Pollen seasons are intensifying under climate change, yet forecasting pollen concentrations remains challenging partly due to the complexity responses of plant phenology to environmental cues. SeasonFM will integrate multiple data sources including satellite imagery, field images, and phenophase status records to produce seasonality embeddings that capture the phenological development of wind-pollinated plant species. Combined with meteorological data, these embeddings can drive more accurate and timely forecasts of airborne pollen concentrations, benefiting populations who suffer from seasonal allergies.

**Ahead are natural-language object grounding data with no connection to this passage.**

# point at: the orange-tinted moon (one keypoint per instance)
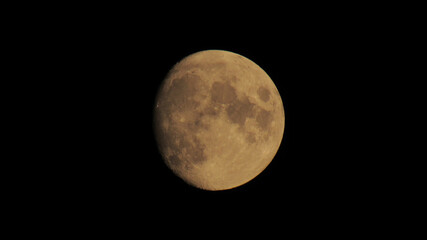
(219, 120)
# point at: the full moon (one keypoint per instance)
(218, 120)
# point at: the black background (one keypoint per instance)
(108, 66)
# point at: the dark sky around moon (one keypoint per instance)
(113, 75)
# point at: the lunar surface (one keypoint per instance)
(218, 120)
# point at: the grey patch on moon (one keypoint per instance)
(250, 137)
(182, 91)
(264, 94)
(223, 92)
(264, 118)
(239, 110)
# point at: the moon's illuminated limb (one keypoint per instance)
(219, 120)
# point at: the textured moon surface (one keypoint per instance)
(218, 120)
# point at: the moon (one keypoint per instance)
(218, 120)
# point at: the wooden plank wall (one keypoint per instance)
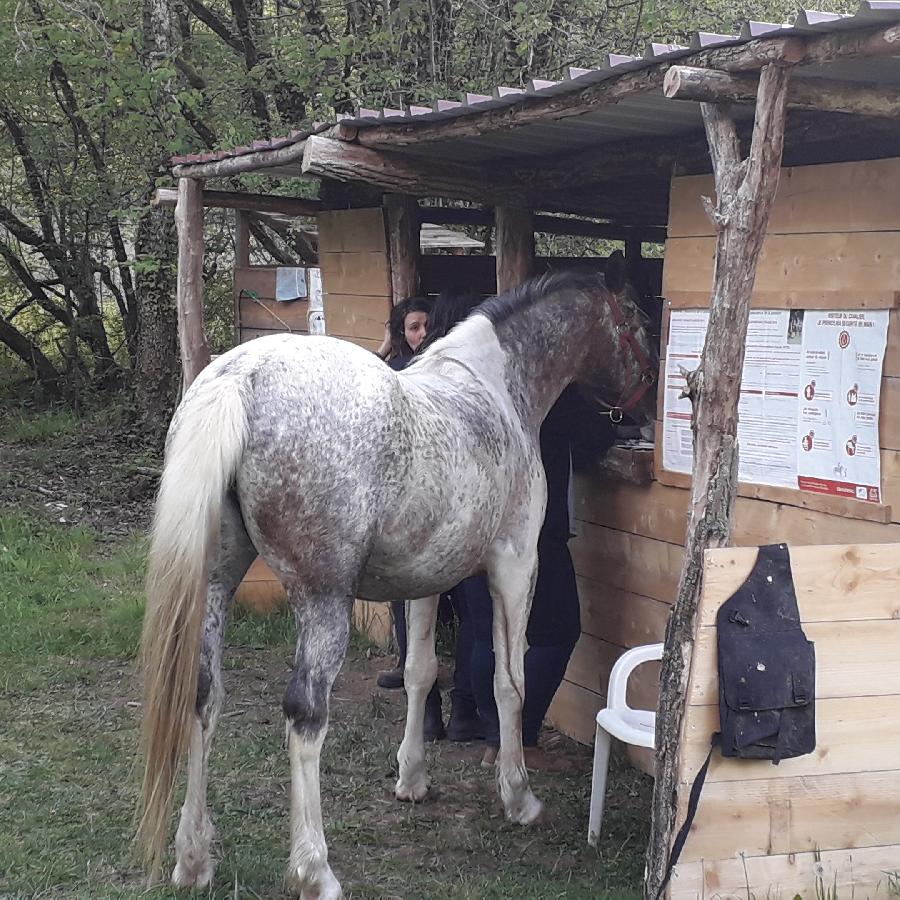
(834, 240)
(356, 274)
(266, 316)
(762, 830)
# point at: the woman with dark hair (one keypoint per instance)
(405, 331)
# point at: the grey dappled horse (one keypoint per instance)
(351, 480)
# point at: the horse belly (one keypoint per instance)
(428, 555)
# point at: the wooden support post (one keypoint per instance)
(189, 290)
(634, 258)
(241, 240)
(403, 241)
(745, 190)
(514, 243)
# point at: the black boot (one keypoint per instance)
(434, 722)
(391, 679)
(465, 724)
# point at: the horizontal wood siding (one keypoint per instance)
(833, 242)
(356, 274)
(265, 315)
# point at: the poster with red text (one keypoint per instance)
(842, 357)
(767, 410)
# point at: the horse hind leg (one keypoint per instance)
(511, 581)
(194, 863)
(419, 675)
(323, 629)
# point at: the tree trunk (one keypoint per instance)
(745, 190)
(156, 364)
(189, 293)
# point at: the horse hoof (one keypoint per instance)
(195, 875)
(414, 792)
(324, 886)
(524, 810)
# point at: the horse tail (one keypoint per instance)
(204, 448)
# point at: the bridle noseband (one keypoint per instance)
(629, 401)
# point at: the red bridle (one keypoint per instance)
(648, 370)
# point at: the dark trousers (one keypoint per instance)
(463, 696)
(554, 627)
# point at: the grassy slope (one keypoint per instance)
(70, 609)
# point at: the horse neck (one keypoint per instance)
(546, 345)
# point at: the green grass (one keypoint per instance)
(35, 427)
(70, 612)
(60, 595)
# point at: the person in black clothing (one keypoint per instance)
(554, 626)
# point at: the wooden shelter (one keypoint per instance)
(620, 153)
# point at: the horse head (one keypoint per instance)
(619, 371)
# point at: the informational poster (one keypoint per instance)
(840, 381)
(316, 315)
(290, 283)
(767, 411)
(808, 409)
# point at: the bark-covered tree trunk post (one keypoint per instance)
(189, 220)
(403, 228)
(745, 190)
(514, 246)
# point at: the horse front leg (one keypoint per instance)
(323, 629)
(511, 579)
(418, 677)
(193, 858)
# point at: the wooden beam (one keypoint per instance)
(403, 174)
(403, 227)
(752, 56)
(745, 192)
(286, 206)
(189, 286)
(455, 215)
(819, 94)
(514, 246)
(238, 165)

SeasonFM will generate fused embedding to represent plant seasonality using satellite imagery (Sentinel-2, retrieved using Google Earth Engine), field images (to be collected through Nature’s Botebook citizen science app), and phenophase status (available through Nature’s Botebook and iNatualist). Together with real-time meterolofical data (from Open-Meteo), we will predict pollen concentration at hourly resolution, validated by data from our pollen sampling network. Andrew Burgess collected the pollen concentration data using Pollen Sense APS400 and contributed to the preparation of this figure.

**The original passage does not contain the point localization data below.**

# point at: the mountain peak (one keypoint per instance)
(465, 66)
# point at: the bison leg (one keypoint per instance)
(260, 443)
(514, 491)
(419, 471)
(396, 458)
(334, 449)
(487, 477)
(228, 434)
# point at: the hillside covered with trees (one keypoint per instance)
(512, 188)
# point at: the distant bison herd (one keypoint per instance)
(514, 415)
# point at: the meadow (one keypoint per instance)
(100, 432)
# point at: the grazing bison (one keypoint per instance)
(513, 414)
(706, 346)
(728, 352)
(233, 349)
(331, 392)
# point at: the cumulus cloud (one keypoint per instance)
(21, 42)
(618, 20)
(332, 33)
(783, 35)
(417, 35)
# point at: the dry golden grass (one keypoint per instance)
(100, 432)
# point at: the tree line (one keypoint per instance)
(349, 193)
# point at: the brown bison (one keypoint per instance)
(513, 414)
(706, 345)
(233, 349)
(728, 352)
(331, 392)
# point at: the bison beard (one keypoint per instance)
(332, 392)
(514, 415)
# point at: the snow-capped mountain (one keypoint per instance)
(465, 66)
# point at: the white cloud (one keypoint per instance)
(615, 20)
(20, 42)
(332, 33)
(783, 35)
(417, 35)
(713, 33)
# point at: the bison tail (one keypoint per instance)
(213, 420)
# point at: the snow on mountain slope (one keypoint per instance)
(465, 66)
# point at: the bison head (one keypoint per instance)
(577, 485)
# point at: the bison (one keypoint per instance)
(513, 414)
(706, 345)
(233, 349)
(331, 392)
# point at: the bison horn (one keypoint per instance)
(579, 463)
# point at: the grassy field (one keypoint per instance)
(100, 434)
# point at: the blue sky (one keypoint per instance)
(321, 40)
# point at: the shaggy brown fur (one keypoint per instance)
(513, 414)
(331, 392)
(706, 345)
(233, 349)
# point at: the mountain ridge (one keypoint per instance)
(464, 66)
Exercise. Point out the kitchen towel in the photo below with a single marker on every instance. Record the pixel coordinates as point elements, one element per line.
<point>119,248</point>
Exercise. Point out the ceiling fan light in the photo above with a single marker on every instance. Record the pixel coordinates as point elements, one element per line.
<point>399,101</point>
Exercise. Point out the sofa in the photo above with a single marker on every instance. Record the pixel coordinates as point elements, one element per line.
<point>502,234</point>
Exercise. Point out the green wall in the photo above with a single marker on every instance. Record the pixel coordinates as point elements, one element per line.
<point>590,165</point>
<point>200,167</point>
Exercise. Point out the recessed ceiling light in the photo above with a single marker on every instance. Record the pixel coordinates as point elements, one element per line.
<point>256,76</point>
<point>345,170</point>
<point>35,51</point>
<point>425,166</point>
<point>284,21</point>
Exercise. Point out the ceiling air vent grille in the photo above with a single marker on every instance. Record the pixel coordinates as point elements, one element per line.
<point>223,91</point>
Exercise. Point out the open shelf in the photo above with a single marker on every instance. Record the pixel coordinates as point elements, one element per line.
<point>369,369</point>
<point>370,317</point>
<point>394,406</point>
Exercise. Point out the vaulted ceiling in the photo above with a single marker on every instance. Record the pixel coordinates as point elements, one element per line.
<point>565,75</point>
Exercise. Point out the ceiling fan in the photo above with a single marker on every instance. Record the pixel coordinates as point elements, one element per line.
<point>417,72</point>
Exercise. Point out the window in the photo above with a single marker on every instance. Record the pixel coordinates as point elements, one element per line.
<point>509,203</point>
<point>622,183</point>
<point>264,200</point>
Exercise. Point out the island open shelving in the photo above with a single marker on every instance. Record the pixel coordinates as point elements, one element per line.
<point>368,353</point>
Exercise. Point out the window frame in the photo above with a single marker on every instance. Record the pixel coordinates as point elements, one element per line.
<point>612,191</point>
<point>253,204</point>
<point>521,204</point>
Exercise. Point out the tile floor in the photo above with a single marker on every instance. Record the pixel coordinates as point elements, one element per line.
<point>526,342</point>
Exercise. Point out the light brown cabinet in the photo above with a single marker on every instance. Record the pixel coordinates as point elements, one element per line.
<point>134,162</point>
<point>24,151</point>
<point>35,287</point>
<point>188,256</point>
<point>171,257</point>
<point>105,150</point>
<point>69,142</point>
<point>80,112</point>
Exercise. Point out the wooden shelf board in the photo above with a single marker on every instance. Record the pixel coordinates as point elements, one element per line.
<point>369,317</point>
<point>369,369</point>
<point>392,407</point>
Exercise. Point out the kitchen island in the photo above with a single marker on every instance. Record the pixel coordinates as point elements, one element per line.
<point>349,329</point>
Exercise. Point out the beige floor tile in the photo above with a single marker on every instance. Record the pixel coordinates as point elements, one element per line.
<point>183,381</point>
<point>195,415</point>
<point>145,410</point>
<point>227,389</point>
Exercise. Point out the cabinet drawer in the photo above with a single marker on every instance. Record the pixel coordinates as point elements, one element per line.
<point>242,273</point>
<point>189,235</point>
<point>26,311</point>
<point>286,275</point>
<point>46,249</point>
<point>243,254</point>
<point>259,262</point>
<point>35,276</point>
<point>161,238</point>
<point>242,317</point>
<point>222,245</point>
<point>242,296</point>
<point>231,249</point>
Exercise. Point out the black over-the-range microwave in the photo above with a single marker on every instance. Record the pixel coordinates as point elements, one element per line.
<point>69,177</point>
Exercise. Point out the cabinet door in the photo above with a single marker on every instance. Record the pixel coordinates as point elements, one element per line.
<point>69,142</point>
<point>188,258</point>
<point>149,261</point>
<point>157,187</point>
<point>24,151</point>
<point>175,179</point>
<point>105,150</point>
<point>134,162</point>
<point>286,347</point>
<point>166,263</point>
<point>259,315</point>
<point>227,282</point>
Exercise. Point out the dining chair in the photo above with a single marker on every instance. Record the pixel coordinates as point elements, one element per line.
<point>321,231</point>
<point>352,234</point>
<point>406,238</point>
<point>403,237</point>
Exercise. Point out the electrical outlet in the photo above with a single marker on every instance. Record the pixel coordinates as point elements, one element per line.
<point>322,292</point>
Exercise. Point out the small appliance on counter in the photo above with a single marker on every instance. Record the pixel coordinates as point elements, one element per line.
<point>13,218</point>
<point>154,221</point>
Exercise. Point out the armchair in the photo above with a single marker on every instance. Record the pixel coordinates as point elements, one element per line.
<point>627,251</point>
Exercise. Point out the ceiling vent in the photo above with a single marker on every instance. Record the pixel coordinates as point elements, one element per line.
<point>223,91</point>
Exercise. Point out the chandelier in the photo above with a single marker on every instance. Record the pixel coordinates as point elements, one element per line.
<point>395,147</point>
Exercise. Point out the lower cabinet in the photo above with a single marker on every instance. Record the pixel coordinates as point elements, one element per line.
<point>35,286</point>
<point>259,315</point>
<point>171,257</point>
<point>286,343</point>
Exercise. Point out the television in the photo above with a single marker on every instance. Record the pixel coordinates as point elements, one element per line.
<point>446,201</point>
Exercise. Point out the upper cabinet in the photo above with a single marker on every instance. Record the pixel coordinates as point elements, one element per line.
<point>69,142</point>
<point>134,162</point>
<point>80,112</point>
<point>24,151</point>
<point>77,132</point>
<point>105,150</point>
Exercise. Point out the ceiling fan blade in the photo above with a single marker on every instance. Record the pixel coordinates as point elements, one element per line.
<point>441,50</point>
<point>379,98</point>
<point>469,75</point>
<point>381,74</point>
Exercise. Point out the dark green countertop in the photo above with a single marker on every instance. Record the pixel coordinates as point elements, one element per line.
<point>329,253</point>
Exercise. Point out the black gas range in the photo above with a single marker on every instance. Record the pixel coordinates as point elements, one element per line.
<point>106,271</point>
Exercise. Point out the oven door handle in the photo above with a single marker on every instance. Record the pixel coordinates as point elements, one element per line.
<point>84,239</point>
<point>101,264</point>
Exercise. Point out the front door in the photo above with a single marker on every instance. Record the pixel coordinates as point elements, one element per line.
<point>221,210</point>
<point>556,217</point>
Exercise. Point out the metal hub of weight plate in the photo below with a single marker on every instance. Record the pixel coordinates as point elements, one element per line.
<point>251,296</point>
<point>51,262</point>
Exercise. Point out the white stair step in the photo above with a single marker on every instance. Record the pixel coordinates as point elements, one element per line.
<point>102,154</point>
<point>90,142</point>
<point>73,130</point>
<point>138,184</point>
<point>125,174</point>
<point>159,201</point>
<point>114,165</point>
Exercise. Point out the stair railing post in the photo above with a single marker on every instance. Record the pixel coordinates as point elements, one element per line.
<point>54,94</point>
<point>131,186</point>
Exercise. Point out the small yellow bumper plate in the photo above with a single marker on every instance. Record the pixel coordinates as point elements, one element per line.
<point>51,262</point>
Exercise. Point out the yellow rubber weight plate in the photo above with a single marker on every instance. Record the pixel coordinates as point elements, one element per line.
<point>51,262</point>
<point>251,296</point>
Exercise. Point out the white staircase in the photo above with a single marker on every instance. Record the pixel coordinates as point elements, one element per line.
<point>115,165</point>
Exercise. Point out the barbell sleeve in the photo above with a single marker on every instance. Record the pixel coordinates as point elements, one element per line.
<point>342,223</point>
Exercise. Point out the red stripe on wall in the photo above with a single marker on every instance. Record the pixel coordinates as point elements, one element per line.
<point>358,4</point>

Use case: reconstructing earth’s seasonality

SeasonFM will be used to reconstruct Earth’s seasonal rhythms across centuries by unlocking the full potential of historical data sources. Herbarium specimens have been used to study long-term phenological change, but typically by extracting single metrics, such as the date of first flower, discarding the rich visual information about the degree and progression of seasonal change captured in the image itself. By learning relationships between herbarium images, handwritten labels, and structured records, SeasonFM can extract nuanced seasonal information, illuminate historical trends and patterns, and allowing us to reimagine what Earth’s spring once looked like.

Two herbarium specimens of Lindera benzoin (spicebush) collected from Fox Chapel, outside of Pittsburgh, 117 years apart. While the species was in full flower with no leaves yet on Apr 28, 1900 (left), the same species was long over flowering with nearly full sized leaves on Apr 27, 2017 (right), demonstrating the drastic changes in seasonality. Images provided by Dr. Mason Heberling.